先日、とあるベンチャー企業の飲み会に参加させていただいた。隣は20代後半の営業パーソンで、その前は彼の上司が座っていた。
若手営業パーソンは、仕事の悩みを話し始めた。
トップセールスから全く売れない営業パーソンへ
以前は大手企業に勤めており、トップセールスとしてガンガン商品を売っていた。毎年の目標も当たり前のように達成していた。
しかし、今の企業に転職してから、全く売れなくなってしまったという。
前職と扱っているサービスはほぼ同じ。変わったのは大手企業のブランドが外れたことと、攻めるマーケットが東京から全国へと変わったことだった。

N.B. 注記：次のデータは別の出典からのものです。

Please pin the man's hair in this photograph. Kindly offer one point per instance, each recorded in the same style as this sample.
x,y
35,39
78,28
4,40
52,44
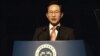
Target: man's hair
x,y
54,3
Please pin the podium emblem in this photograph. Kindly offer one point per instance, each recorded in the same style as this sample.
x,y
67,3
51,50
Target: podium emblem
x,y
45,50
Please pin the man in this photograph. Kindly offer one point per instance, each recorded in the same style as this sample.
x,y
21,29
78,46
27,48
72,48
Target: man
x,y
55,31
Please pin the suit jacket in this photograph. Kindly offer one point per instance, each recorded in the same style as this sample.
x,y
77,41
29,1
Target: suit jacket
x,y
43,34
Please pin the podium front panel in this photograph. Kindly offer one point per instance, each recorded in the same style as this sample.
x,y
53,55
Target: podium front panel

名もなきベンチャーに入るからにはそれなりに苦労すると覚悟していたものの、ここまで売れないのは予想外だった。
彼は、転職して初めて自分の力量を客観視することができた。
これまでモノが売れていたのは自分の営業力のおかげではなく、会社のブランド力と東京というマーケットのおかげだった。この事実に気づけたのは、とても良い経験だったと語ってくれた。
「目の前の仕事を頑張れって、よく意味がわからないです」
「だから今、ものすごく頑張ってるんですよ。でも、全然売れないんです。何でなのでしょうか・・・。よく、目の前の仕事を頑張れって、言うじゃないですか。あれの意味が、わからないんです。」
すると、彼の上司がこんな質問を投げかけた。
「一番好きなお客さんはいる?」
「います。〇〇会社です。今、自分がメインで担当させていただいてます。」
「ふーん。で、そのお客さんの課題は何なの?」
「 課題ですか?えっと・・・売上アップだと思います。」
「具体的には?」
「・・・そこのお客さんの商品は◯◯なんですけど、市場自体が衰退しているんです。斜陽産業なので、売上が上がらなくて困っているんだと思います・・・。」
「 あ、そう。で、その斜陽産業の中でお客さんはどうしていきたいって言ってるの?」
「・・・。」
「てかさ、一番好きなお客さんのことなのに、なんですぐ答えられないの?」
「・・・お客さんのこと、考えてないからですかね。」
「なんで考えないの?」
「 ・・・(かなり長い沈黙)つまり、お客さんのことを好きじゃないってことなのでしょうか。」
頑張っているのに成果が出ない人の共通点
そのあと彼は顔面蒼白になり、黙り込んでしまった。
字面だけ見れば冷たいやり取りのように見えるが、上司は、営業パーソンとして絶対的に重要な姿勢を伝えようとしていた。
私はこの若手営業パーソンを個人的に知っているが、彼はお客さんのことを好きじゃないわけでは決してない。お客さんの役に立ちたいという気持ちを持ち合わせているし、いつだって一所懸命頑張っている。